Closely related are weight on strings. During a movement, this weight is pulled up. Later, this weight is released again to provide energy. Often, these weights were plastic bottles or canisters filled with water or sand, which allows easy fine-tuning of the weights.
Yet another ingenious way of strong energy is a pendulum. One example I have seen used the removal of a power screwdriver from its holder to set a pendulum in motion. This was then converted into rotational movement that powered a magnetic disc that took screws out of a storage container, oriented them, and put them in a small buffer for the worker to use. The pendulum stored just enough energy to get five to six screws, which was all what the worker needed.
Naturally, you can also wind up springs, as for example in the Toyota Kaikan video above. Rubber bands also work.
Besides weight, energy can also be stored as a momentum. An object rolling forward can activate a lever simply through its momentum. This momentum can be linear or angular. Such, a flywheel, sufficiently large, can power an entire bus.
Energy Dissipation
Not as common but still sometimes necessary are devices to get rid of excess energy. You simply convert the movement into heat through friction. These could be brakes, oil dampers, or similar. Usually this is not much of a challenge.
Principles of Movement
If you have ever taken a fundamental kinematics course and wondered when you will ever need those kind of contraptions, well, for karakuri you do! To cover all the things that are possible would by far exceed the scope of this blog (and would not really be my area of expertise either). Hence, here is only the briefest of introductions.

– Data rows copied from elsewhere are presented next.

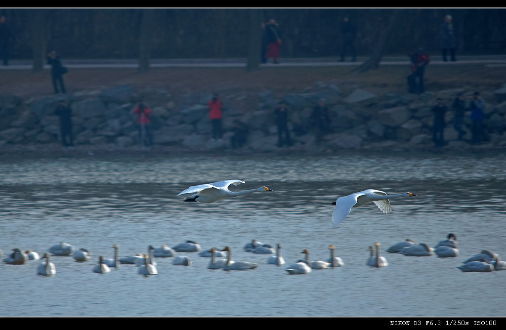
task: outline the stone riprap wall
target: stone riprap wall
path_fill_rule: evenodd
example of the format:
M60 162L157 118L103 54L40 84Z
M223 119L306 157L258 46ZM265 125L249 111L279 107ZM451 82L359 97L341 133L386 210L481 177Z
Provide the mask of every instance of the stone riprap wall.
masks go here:
M58 94L41 100L22 100L12 94L0 95L0 150L61 148L59 117L55 115L58 102L65 100L73 113L76 148L90 150L135 150L139 145L136 116L133 110L142 101L153 110L151 131L154 148L182 152L213 151L230 149L227 131L235 119L247 123L250 135L241 149L252 152L282 150L277 146L277 127L273 110L281 100L288 104L294 145L300 151L329 151L343 149L427 150L432 148L431 109L436 97L448 107L444 140L447 148L471 147L471 122L468 111L463 129L465 141L457 141L451 105L458 93L471 100L474 91L455 89L420 95L389 93L378 96L359 86L338 86L318 81L300 94L275 97L270 91L244 91L222 95L223 102L222 141L211 141L209 108L212 94L172 95L166 91L146 89L136 91L128 86ZM487 139L482 147L506 147L506 84L495 91L483 92ZM332 132L317 144L309 117L320 98L326 100ZM16 147L17 149L16 149ZM475 147L474 146L473 147ZM286 148L282 148L286 149Z

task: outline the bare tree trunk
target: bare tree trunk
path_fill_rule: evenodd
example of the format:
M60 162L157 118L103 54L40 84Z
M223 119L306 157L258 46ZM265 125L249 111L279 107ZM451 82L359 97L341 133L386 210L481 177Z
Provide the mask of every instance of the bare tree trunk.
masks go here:
M42 71L44 54L44 20L42 9L32 9L32 47L33 50L33 63L32 71L34 73Z
M251 72L260 69L260 57L259 53L262 48L262 22L260 9L249 10L249 48L248 50L246 71Z
M365 62L360 64L353 69L353 71L358 71L360 73L365 72L371 69L377 69L380 65L380 61L381 61L383 57L383 52L385 51L385 47L387 45L388 38L392 34L392 31L396 24L397 23L398 19L401 15L402 9L394 10L390 19L388 22L388 25L380 35L378 43L376 46L372 51L372 54L370 57L367 59Z
M139 35L139 72L147 72L149 70L149 58L151 48L151 33L155 17L154 9L144 9L141 22Z

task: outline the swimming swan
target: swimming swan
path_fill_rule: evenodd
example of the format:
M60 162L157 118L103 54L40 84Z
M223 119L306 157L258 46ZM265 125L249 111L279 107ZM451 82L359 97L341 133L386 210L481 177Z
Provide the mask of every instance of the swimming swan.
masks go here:
M411 245L416 245L416 242L414 240L408 238L406 240L403 240L402 242L392 245L388 248L388 250L387 250L387 252L388 252L389 253L398 253L399 251L404 247L407 247L408 246L411 246Z
M55 256L69 256L74 253L75 248L62 241L60 244L53 245L48 251Z
M434 249L430 247L425 243L420 243L418 245L404 247L399 253L411 257L430 257L434 255Z
M176 252L164 244L161 247L157 247L153 252L153 256L156 258L167 258L175 255Z
M309 250L306 249L301 253L306 254L306 261L311 266L312 269L326 269L330 266L330 263L325 262L321 260L311 262L309 261Z
M227 180L219 182L213 182L198 186L192 186L186 190L183 190L178 194L197 193L189 197L185 197L184 201L198 201L201 203L214 203L223 198L228 198L236 196L244 195L255 191L272 191L272 189L265 187L261 187L255 189L243 190L242 191L231 191L228 186L231 184L237 186L244 182L240 180Z
M276 255L271 256L269 257L267 260L267 263L269 265L277 265L278 266L281 266L281 265L284 264L284 259L281 257L281 244L278 244L277 245L277 249L276 249Z
M51 262L49 259L50 254L45 253L42 259L46 258L46 261L43 261L38 265L37 268L37 275L41 275L45 276L52 276L56 274L56 268L55 264Z
M117 269L119 268L120 264L118 262L118 255L119 254L119 245L115 244L112 245L112 247L114 249L114 259L111 259L110 258L108 258L104 259L102 262L109 267L114 267Z
M98 264L96 265L94 267L93 267L93 272L94 273L99 273L102 274L103 273L108 273L111 271L111 270L109 269L109 266L105 264L102 263L102 261L104 259L103 256L100 256L98 258Z
M330 257L327 259L327 262L330 263L330 267L342 267L345 265L343 260L340 258L335 257L334 255L334 249L335 247L333 244L328 246L328 250L330 250Z
M370 202L374 204L383 212L390 213L392 211L389 198L398 197L412 197L416 196L410 192L405 192L397 195L387 195L385 191L374 189L367 189L356 192L347 196L343 196L332 203L335 205L335 210L332 214L332 228L335 228L350 213L352 208L358 208Z
M373 255L374 250L373 249L372 246L369 246L368 251L371 252L371 256L367 259L367 262L366 263L367 265L371 267L375 267L378 268L388 266L388 262L387 261L386 258L384 257L380 256L380 242L375 242L374 246L376 247L375 257Z
M88 261L90 260L90 257L91 257L91 253L86 249L80 249L75 252L74 254L72 255L72 257L74 258L74 260L76 261L83 262Z
M230 246L225 246L222 251L226 251L228 253L227 257L227 262L223 266L223 270L247 270L248 269L255 269L258 265L251 262L246 261L232 261L232 250Z
M8 258L4 259L4 262L10 265L24 265L28 260L26 254L16 247L12 250Z

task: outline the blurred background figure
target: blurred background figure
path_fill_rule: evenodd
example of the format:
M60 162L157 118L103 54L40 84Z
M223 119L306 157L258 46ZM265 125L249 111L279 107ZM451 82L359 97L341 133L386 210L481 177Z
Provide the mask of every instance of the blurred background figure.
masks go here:
M248 126L237 119L234 120L234 126L232 128L234 135L230 137L230 145L232 149L241 148L248 139L249 129Z
M446 51L450 51L450 59L454 62L455 49L457 47L457 39L455 36L453 24L451 23L451 16L447 15L444 17L444 22L441 24L439 30L441 36L441 51L443 53L443 60L446 62Z
M349 16L345 16L343 20L341 32L343 33L343 46L341 50L341 59L340 61L344 62L346 50L348 48L350 48L351 50L352 61L355 62L356 57L353 43L357 35L357 27L350 21Z
M66 94L65 85L63 84L63 74L67 72L66 69L62 66L60 61L60 57L56 55L56 51L53 51L48 54L48 64L51 66L51 78L53 79L53 86L55 88L55 94L58 94L57 84L60 83L60 88L62 93Z
M281 44L281 38L279 36L277 27L278 23L273 18L269 20L265 26L266 39L268 43L268 49L265 54L265 61L263 63L267 62L270 57L272 58L273 63L274 64L279 63L278 62L278 58L279 57L279 47Z
M7 19L5 16L0 16L0 58L4 61L4 65L9 65L9 40L14 42L16 38L7 26Z

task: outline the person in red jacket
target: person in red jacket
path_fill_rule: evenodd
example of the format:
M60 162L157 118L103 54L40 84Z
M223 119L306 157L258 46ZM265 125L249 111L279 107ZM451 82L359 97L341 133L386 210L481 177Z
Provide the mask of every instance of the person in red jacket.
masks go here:
M209 117L211 118L213 124L213 138L211 141L218 140L221 141L222 137L222 105L221 101L218 100L218 95L215 94L213 98L207 102L207 106L210 110L209 111Z
M139 105L134 109L134 113L137 115L137 123L139 124L139 136L141 143L146 142L146 138L148 138L148 145L153 144L153 137L151 136L150 129L149 115L151 114L151 109L146 107L143 103L139 103Z

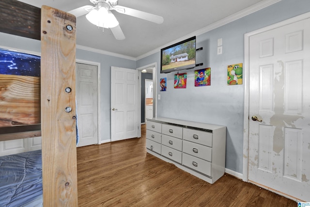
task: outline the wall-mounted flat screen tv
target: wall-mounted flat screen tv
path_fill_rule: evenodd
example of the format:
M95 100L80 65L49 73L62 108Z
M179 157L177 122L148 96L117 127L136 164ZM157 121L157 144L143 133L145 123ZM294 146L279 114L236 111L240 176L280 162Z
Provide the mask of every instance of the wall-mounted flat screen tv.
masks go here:
M160 73L193 68L196 66L196 36L160 50Z

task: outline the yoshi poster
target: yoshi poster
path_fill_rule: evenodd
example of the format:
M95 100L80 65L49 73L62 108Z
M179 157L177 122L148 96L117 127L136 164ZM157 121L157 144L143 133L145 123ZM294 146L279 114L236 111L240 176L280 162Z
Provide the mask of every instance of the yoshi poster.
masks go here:
M227 67L227 85L242 84L242 64L231 64Z

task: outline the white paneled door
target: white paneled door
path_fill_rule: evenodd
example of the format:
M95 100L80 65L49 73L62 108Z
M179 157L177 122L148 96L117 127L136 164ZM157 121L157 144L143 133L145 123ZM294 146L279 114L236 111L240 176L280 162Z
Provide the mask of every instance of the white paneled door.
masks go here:
M97 68L76 64L78 146L98 143Z
M138 137L137 70L111 67L111 140Z
M310 20L249 39L248 180L310 201Z

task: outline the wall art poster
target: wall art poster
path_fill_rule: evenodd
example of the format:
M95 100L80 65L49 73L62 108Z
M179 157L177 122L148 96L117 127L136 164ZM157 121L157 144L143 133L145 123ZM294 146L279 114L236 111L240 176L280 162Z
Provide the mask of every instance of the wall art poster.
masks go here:
M0 49L0 134L9 131L1 127L40 123L40 62L38 56Z
M232 64L227 67L227 85L242 84L242 64Z
M211 68L201 69L195 71L195 86L211 85Z
M174 74L174 88L186 88L187 73Z
M159 86L160 86L160 91L167 91L167 78L160 79Z

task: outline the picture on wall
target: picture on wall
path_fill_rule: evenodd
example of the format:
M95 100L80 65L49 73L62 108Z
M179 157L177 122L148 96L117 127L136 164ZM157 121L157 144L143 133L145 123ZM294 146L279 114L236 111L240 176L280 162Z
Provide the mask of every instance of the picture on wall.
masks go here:
M160 79L159 86L160 86L160 91L167 91L167 78Z
M211 85L211 68L201 69L195 71L195 86Z
M186 73L174 74L174 88L186 88L187 77Z
M0 134L40 129L40 62L38 56L0 49Z
M227 67L227 85L242 84L242 64L229 65Z

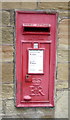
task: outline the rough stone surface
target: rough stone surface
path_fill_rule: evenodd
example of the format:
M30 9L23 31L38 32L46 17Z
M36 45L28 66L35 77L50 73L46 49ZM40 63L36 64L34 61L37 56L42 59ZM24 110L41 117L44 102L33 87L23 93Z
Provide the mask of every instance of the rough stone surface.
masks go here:
M13 28L3 27L2 28L2 43L13 44Z
M2 26L3 25L10 25L10 12L9 11L2 11Z
M58 80L68 80L68 63L58 63L57 72Z
M2 62L13 62L13 46L4 45L2 47Z
M2 63L2 82L13 83L13 63Z
M2 84L2 99L12 99L13 91L13 84Z
M2 26L2 11L0 11L0 26Z
M0 27L0 45L2 44L2 27Z
M58 57L57 57L57 61L58 62L68 62L69 58L68 58L68 52L70 53L70 51L68 50L58 50Z
M59 23L59 27L58 27L59 45L60 44L70 45L70 42L68 41L68 38L70 37L70 33L68 32L69 22L70 19L63 19Z
M56 81L56 90L68 89L68 80L57 80Z
M10 107L11 106L11 107ZM54 108L19 108L14 106L13 100L6 102L6 115L20 118L53 118Z
M68 3L67 2L39 2L38 3L39 9L54 9L54 10L67 10L68 9Z
M68 118L68 91L57 92L55 118Z
M35 2L3 2L3 9L36 9Z

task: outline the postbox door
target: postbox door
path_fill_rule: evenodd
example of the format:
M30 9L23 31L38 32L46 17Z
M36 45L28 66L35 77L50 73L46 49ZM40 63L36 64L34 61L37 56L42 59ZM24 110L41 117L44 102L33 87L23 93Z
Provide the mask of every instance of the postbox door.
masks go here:
M50 44L21 41L21 102L24 106L49 102L49 66Z

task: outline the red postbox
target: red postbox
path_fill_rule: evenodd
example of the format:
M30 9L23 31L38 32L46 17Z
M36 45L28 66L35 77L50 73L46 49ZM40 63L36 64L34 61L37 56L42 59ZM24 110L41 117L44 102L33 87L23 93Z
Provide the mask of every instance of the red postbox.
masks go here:
M16 107L53 107L57 14L16 12Z

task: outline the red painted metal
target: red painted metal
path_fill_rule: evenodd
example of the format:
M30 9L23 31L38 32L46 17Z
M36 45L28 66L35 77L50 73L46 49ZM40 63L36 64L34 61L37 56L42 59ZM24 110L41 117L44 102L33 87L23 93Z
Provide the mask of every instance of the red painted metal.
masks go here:
M56 24L57 14L16 12L16 107L54 106Z

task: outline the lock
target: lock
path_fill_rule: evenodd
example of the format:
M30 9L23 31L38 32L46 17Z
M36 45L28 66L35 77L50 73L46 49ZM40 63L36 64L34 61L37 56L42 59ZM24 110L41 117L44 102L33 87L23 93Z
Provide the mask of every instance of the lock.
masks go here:
M31 75L26 74L25 81L26 82L31 82L32 81Z

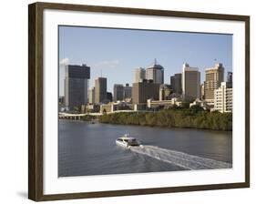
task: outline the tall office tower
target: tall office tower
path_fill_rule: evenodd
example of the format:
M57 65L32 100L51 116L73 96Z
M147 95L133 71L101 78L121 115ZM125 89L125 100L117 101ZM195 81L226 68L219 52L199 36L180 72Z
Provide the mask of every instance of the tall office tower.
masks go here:
M222 64L216 64L214 67L205 69L204 96L206 102L213 104L214 90L224 81L224 67Z
M201 99L204 100L204 84L201 84L200 89L201 89Z
M89 89L89 104L95 103L95 87Z
M227 82L229 83L230 87L233 87L233 73L232 72L228 72L227 74Z
M159 87L159 100L168 100L171 94L169 85L160 85Z
M114 101L124 99L124 86L123 85L114 85Z
M134 75L134 83L142 82L146 78L146 70L145 68L136 68Z
M153 83L153 80L144 80L143 82L132 84L132 102L138 105L146 105L147 100L159 97L159 84Z
M126 84L126 87L124 87L124 99L131 98L131 91L132 87L129 87L129 84Z
M87 103L90 66L87 65L65 66L65 106L69 109Z
M182 94L182 86L181 86L181 73L175 74L170 76L170 86L173 93Z
M107 78L95 79L95 103L103 103L107 99Z
M185 100L200 97L200 73L197 67L184 63L182 67L182 97Z
M158 65L156 59L154 64L146 69L146 78L148 80L153 80L155 84L164 83L164 67Z
M221 113L232 112L232 91L228 82L221 82L220 87L214 90L214 110Z
M112 93L111 92L107 92L107 99L109 102L113 101L113 97L112 97Z

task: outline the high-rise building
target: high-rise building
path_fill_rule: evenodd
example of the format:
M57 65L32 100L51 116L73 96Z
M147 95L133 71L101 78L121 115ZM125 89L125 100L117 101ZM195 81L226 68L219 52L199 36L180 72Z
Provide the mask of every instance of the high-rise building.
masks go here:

You convert movement from one form into other forms. Besides changing directions, this means converting back and forth between rotational movement, linear movement, swinging, and intermittent rotation. There will be all kinds of gears, ropes, pulleys, cams, cogs, bars, links, belts, and whatnot. For more inspiration, see the Wikipedia Category:Hardware (mechanical) or Category:Kinematics, or just pick up a good kinematics textbook.
One particularly neat idea (at least to me) was a small set of four gears that converted omnidirectional rotation into unidirectional rotation as shown in the video below.
Beyond Kinematics
Of course, you are not limited by kinematics either. Many karakuri mechanisms use magnets. Others use water jets as described above. I have even seen an example by Denso where they used an karakuri mechanism to activate a syringe that created enough vacuum suction for a suction cup to transport a computer chip. I will write more about such examples in my next post. This is the right time to be creative! Now go out, think out of the box, get your gears moving, and Organize your Industry!
Another very good article, remembrances fundamental to create energy sources that will be applied for Karakuri understanding. I am expecting for next post with examples, as you said, mostly from the Karakuri Kaizen Exhibition 2017 in Nagoya. Many thanks for sharing.
Very good explanation to provide understanding about Karakuri Kaizen.
More of practical examples working in the industry will help further.
Thank you.
Could be possible to get bibliography about technical of karakuri, where to learn the systems a learn the mechanical concepts?
I don’t have any books on Karakuri Kaizen in particular. However, there are lots of books on kinematic and mechanics, which – although not labeled “karakuri” – are relevant here. I don’t have any particular book to recommend.